Q. BRUCE ALBERTS WAS, UNTIL RECENTLY, THE HEAD OF THE NATIONAL ACADEMIES OF SCIENCES, WHICH YOU ARE A MEMBER OF. DID HE EVER TELL YOU HIS SIDE OF THE STORY?
A. Well, he claims no recollection of the event. But these days, all of these gentlemen are supportive of women in science. They’ve come around.
I have to tell you that now that I’m in a position of authority, I feel that it’s vital for me to pave the way for other women to get into the ranks. It’s true of many of the successful women of my generation. One of my closest friends is Susan Lindquist of the Whitehead Institute. She feels the same. I don’t think any of us view our success as an indication we can quit now. It is no longer fashionable to say out loud that you don’t believe that women should be scientists, but the attitudes remain.
Q. GETTING BACK TO STEM CELLS. DOES IT TROUBLE YOU THAT YOUR PARTICULAR AREA OF RESEARCH, SKIN STEM CELLS, IS CONSTANTLY TOUTED AS AN ALTERNATIVE TO EMBRYONIC STEM CELL RESEARCH, WHICH IS CONTROVERSIAL?
A. We have to keep using embryonic stem cells because they provide a gold standard for learning about how all cells function. We have to understand what embryonic stem cells do — how they work. Why can they give rise to every single cell of our body, some 220 different types of cells? The adult skin stem cells I work with can only make three different tissues, which is minuscule by comparison.

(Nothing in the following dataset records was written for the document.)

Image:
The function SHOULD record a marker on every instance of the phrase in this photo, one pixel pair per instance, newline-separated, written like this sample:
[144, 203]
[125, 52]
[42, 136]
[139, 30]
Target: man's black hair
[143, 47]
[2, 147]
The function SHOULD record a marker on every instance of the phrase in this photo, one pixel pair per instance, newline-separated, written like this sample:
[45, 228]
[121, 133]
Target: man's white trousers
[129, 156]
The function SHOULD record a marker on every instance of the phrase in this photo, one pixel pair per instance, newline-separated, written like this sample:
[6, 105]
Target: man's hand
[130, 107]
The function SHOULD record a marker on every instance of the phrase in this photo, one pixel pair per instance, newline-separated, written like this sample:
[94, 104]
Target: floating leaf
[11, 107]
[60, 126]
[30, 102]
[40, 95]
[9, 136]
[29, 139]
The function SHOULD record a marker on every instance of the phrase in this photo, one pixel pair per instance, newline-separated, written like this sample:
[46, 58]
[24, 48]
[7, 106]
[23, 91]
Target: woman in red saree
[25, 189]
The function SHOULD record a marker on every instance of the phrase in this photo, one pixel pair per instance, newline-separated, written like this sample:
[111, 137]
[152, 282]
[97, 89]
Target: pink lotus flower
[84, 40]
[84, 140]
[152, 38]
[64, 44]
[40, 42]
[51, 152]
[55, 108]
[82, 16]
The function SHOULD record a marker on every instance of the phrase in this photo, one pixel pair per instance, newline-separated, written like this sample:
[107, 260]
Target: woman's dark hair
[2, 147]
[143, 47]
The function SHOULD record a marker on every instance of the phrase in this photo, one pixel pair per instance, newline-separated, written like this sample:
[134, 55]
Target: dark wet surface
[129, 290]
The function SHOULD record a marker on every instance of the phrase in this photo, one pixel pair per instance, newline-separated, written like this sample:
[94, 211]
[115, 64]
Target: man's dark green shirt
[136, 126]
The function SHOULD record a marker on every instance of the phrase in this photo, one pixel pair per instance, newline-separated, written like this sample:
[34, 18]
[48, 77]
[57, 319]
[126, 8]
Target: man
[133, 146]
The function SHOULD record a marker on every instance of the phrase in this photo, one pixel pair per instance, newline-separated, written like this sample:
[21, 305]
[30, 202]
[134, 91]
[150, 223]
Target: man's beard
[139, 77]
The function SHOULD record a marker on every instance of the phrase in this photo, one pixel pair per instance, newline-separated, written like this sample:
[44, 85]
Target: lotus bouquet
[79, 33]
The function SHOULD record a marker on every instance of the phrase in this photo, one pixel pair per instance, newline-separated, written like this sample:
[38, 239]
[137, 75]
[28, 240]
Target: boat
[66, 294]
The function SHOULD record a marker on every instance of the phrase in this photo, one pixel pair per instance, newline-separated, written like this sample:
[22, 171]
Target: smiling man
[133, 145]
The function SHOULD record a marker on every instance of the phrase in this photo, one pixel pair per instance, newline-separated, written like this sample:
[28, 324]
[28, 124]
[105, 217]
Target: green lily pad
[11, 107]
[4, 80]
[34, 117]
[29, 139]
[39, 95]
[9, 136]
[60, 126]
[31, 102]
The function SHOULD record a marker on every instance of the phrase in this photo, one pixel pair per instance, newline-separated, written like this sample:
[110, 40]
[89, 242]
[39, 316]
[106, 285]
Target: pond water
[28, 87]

Q. BUT KYOTO UNIVERSITY’S SHINYA YAMANAKA HAS REPROGRAMMED ADULT SKIN CELLS SO THAT, LIKE EMBRYONIC STEM CELLS, THEY APPARENTLY CAN MAKE MANY OTHER TISSUES, NOT JUST THOSE THREE. HE JUST RECEIVED AN AWARD FROM THE MARCH OF DIMES, WHICH SAID IN AN ANNOUNCEMENT, “HIS METHOD ELIMINATES THE NEED TO OBTAIN STEM CELLS FROM HUMAN EMBRYOS.” IS THAT RIGHT?
A. At the moment, Yanamaka’s discovery doesn’t replace human embryonic stem cells. What it does is give hope that we might eventually replace them. One reason we still need them is that Yamanaka’s own work is actually based on human embryonic stem cells! If he’s trying to coax a skin cell to become an embryonic one, he can’t do that without first knowing what an embryonic stem cell does. And we haven’t learned all of that yet.

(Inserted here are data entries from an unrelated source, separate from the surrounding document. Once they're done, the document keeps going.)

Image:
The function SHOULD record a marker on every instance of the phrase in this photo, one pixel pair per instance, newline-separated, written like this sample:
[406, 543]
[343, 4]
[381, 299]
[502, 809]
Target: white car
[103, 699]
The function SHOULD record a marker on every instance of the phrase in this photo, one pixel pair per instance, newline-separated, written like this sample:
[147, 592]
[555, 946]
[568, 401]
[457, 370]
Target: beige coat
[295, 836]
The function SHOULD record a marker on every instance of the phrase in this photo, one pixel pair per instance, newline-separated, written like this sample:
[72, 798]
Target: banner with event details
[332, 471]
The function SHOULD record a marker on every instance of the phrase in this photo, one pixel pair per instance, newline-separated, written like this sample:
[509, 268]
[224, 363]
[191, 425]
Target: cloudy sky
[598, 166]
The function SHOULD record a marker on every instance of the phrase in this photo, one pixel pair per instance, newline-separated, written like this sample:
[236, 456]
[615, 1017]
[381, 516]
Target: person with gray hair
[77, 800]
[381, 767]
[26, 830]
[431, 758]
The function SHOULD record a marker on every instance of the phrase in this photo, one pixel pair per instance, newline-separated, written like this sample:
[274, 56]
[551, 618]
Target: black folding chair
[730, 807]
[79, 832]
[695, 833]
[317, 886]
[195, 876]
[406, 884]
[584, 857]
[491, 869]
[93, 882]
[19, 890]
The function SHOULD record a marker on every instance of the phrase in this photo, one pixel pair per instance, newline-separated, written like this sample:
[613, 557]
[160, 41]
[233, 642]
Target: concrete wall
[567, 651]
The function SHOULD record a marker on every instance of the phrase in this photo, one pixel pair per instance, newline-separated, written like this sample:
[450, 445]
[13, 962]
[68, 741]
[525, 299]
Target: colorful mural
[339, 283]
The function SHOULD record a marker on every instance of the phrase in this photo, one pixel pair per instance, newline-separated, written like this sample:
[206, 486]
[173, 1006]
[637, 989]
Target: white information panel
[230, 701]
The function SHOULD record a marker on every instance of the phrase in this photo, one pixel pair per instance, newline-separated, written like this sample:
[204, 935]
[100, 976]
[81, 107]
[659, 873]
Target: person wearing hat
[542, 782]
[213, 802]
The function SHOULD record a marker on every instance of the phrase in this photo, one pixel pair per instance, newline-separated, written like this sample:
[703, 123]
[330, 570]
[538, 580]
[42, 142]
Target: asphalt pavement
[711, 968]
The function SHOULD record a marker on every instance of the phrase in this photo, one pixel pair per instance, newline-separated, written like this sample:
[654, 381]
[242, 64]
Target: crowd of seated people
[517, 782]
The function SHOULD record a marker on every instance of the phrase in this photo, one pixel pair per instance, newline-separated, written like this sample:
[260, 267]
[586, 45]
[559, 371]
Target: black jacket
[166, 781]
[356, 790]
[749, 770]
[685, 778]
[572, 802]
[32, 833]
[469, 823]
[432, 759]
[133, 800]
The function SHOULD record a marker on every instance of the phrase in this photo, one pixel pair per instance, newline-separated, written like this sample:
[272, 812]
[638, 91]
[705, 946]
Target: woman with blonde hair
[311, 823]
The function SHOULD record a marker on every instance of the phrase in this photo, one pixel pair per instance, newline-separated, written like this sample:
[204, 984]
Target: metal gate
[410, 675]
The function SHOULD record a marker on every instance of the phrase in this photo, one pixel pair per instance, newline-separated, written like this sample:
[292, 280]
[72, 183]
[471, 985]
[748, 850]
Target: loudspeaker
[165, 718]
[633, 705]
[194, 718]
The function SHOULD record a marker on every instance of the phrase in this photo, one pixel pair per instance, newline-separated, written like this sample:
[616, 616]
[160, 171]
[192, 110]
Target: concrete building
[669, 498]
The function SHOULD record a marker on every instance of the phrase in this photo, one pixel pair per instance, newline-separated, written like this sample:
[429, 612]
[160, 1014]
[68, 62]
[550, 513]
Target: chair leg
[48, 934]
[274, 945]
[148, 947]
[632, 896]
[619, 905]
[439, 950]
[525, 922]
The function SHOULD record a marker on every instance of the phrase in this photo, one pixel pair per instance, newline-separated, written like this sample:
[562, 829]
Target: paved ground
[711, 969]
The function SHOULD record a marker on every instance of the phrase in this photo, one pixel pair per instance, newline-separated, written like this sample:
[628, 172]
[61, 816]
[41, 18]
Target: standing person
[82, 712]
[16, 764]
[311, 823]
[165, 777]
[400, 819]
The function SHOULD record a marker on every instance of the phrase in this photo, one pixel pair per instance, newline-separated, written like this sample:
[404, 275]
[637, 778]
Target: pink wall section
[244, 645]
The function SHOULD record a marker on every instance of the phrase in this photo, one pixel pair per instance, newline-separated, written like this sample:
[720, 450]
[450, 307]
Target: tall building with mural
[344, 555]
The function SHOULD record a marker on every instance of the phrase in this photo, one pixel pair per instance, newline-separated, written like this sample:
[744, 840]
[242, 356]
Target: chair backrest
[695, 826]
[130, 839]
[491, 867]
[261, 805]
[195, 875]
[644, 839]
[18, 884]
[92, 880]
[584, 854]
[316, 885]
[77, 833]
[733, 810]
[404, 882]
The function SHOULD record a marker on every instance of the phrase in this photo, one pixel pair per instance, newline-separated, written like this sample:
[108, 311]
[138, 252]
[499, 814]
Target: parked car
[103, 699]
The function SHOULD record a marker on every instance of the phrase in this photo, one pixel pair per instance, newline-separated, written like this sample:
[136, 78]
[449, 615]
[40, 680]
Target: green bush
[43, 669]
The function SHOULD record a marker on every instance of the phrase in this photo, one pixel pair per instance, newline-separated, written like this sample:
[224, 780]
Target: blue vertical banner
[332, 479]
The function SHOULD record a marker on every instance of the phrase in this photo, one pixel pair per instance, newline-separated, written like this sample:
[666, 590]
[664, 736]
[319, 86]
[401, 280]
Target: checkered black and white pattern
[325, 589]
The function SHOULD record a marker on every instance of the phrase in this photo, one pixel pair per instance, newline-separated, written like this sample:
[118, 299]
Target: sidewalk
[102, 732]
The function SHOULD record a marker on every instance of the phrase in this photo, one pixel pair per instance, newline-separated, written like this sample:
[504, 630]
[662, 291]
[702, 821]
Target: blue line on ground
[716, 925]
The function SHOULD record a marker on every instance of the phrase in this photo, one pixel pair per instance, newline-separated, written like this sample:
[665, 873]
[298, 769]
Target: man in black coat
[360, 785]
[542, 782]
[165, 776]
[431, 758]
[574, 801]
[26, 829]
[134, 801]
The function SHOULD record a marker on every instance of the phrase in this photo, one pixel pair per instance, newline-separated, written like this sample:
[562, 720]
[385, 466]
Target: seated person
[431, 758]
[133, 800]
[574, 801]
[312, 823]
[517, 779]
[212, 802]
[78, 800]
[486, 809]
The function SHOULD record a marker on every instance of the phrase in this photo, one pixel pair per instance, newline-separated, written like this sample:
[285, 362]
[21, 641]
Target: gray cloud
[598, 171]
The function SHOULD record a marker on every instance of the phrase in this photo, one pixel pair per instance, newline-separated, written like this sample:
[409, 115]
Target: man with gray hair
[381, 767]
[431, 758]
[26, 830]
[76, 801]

Besides, people who work on reproduction will always need to work on the embryonic stem cells. So that’s never going to entirely go away. Once some of this is solved, I will favor focusing on adult stem cells. We’re not at that point yet.
Elaine Fuchs, 60, a cellular biologist at the Rockefeller University and a Howard Hughes Medical Investigator, studies the biochemistry of skin tissue. She is the new president of the International Society for Stem Cell research. Some of her work is aimed at transforming the treatment of burn and wound victims.